Для Семена Николаевича у Антонины Николаевны есть черствый, слегка подсушенный хлеб - у него больной желудок. Водку Семен Николаевич пьет маленькими глотками, прислушиваясь к тому, как она идет по пищеводу. Это чтобы не обжечь больной желудок - если пьешь медленно, водка впитывается стенками пищевода.

За полчаса перед обедом Семен Николаевич, морщась, принял один порошок, потом еще один. Все видели, как он брал графин с кипяченой водой, наливал воду в стакан, как запрокидывал голову и сыпал привычно на язык какой-то порошок из белой бумажки, как потом аккуратно сворачивал бумажку, а порошок держал во рту - давал ему раствориться. И все морщились, ждали, когда же он наконец запьет, чтобы прошла оскомина. В семье не очень-то верили в болезни Семена Николаевича, считали его мнительным - выглядел он человеком здоровым и ни от водки, ни от вина никогда не отказывался.

И хоть он был раздражительным, нервным, но и жизнерадостным тоже был. Зимой и осенью ходил в одном и том же демисезонном пальто и голову не накрывал. В особые уже холода, в метель, брал шапку в руку и так шел, запорошенный снегом, и лишь изредка подносил руку в перчатке к ушам - не тер, а прикладывал, слегка склоняя голову. И короткий воротник на своем пальто никогда не поднимал, как бы ни сыпал снег. Пальто у него было старое, изменившее свой первоначальный цвет и вид, но по-прежнему аккуратное, и вся его одежда - и брюки, и два костюма, и рубашки, и косоворотки - были старыми, штопаными, но аккуратными. Стоило посмотреть, как он снимает запорошенное снегом пальто, выворачивает его особым образом и встряхивает, отказываясь от веника, который выносят хозяева - под веником снег тает, и пальто отсыревает, - чтобы почувствовать, как умело и аккуратно Семен Николаевич обращается с вещами.
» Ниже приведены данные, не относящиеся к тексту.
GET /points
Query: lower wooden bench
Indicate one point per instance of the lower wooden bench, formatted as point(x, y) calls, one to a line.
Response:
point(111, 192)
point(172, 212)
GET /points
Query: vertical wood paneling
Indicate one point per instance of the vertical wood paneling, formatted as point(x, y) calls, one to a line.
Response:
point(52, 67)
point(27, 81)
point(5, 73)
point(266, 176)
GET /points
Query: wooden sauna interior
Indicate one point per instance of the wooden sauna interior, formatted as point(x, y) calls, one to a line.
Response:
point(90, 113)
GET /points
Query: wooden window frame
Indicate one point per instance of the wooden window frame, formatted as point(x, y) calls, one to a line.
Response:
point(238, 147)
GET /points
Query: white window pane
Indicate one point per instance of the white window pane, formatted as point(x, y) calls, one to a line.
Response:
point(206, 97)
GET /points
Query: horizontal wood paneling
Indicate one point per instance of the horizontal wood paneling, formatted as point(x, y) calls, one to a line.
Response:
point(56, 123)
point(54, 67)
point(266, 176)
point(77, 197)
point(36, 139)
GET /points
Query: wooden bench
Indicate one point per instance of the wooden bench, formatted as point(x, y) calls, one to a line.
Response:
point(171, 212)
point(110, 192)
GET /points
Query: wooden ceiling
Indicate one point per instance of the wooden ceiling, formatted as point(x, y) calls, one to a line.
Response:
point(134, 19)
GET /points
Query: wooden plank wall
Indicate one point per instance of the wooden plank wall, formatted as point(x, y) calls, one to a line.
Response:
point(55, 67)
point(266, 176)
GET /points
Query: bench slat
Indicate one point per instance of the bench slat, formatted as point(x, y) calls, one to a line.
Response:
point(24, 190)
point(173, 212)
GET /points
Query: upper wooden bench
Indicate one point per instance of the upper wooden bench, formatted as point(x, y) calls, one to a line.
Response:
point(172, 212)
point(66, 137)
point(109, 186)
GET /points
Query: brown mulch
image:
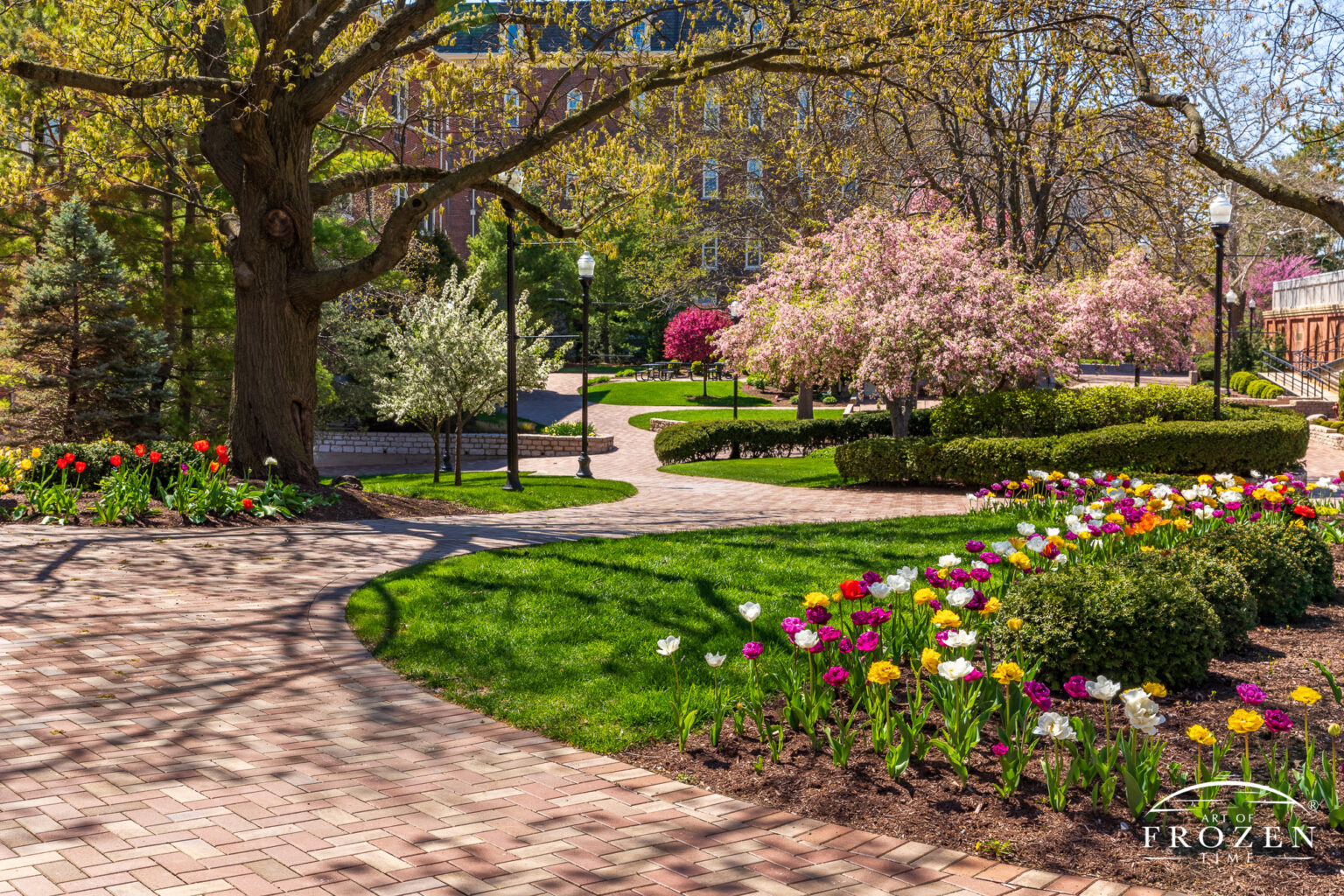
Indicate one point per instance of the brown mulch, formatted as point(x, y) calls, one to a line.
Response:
point(354, 506)
point(928, 803)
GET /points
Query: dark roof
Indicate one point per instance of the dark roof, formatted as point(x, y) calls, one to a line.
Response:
point(667, 30)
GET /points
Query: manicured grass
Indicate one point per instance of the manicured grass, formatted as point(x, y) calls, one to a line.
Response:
point(484, 491)
point(561, 639)
point(726, 414)
point(671, 393)
point(814, 472)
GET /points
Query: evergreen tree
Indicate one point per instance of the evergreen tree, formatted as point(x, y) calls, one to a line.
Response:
point(72, 328)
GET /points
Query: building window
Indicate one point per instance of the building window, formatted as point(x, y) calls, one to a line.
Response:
point(756, 178)
point(711, 110)
point(710, 180)
point(756, 110)
point(752, 256)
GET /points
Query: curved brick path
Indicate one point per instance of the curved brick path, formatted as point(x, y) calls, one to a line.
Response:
point(186, 712)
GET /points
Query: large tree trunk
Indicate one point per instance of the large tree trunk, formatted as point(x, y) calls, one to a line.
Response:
point(900, 409)
point(804, 403)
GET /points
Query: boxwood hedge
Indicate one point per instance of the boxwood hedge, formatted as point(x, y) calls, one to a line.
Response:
point(707, 439)
point(1256, 438)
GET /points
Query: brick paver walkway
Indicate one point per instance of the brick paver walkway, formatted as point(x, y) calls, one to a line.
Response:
point(187, 712)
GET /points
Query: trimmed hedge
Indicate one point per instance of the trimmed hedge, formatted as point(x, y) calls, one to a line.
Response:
point(1271, 562)
point(1028, 413)
point(1216, 580)
point(1130, 624)
point(1256, 438)
point(706, 439)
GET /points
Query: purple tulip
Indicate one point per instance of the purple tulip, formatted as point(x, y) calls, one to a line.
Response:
point(1250, 693)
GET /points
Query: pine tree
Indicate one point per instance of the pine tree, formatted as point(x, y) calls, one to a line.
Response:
point(72, 328)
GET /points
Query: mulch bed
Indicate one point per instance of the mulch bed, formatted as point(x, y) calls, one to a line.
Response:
point(928, 803)
point(354, 506)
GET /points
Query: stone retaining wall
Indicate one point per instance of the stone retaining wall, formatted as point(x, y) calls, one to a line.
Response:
point(473, 444)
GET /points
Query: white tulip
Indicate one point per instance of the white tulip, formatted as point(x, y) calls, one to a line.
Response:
point(956, 669)
point(1054, 725)
point(960, 639)
point(1102, 688)
point(960, 597)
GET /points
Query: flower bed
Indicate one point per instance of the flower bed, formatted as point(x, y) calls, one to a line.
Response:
point(988, 679)
point(113, 482)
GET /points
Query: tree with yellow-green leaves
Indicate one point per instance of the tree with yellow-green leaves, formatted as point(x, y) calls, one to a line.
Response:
point(293, 105)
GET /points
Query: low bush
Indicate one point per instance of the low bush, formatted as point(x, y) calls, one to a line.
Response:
point(706, 439)
point(1125, 622)
point(1216, 580)
point(1260, 438)
point(1268, 559)
point(1025, 413)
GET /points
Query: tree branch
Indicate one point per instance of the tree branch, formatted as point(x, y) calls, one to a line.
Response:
point(132, 89)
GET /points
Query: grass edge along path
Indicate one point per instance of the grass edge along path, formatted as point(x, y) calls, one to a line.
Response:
point(483, 489)
point(561, 639)
point(641, 421)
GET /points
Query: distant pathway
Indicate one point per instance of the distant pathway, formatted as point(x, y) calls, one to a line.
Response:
point(187, 712)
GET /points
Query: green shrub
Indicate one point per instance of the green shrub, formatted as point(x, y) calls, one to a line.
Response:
point(1216, 580)
point(1278, 579)
point(1241, 379)
point(706, 439)
point(1027, 413)
point(95, 456)
point(1132, 624)
point(1260, 438)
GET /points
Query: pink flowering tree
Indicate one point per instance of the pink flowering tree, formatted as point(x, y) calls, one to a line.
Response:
point(1130, 313)
point(907, 304)
point(689, 338)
Лет с тринадцати он работал мальчиком в магазине и до сих пор умел необыкновенно хорошо сворачивать бумажные пакеты. Каждое воскресенье он приносил Антонине Николаевне на стирку свои рубашки и забирал постиранное. Рубашки сворачивал сам, делал из них удивительные конверты, а затем эти конверты заворачивал в бумагу - и сверток получался идеальным.

И туфли свои носил очень долго. Даже парусиновые белые не менял по несколько сезонов. Не сбивал каблуки, не стирал подошвы.

Чистил их два раза в день. Когда шел к Антонине Николаевне и когда уходил от нее. Вернее, за час до того, как собирался уйти, потому что туфли мокрели, становились серыми и нужно было время, чтобы они просохли.

И хотя его аккуратность в семье считали нудноватой, но и уважали его за эту аккуратность: холостой мужчина, так тщательно следящий за собой! И не отказывали, когда он просил сестер что-то ему почистить или постирать. Он и не просил ничего чрезмерного - так, рубашки, которые жаль отдавать в прачечную, чтобы не испортили. А паркетные полы у себя в комнате натирал сам.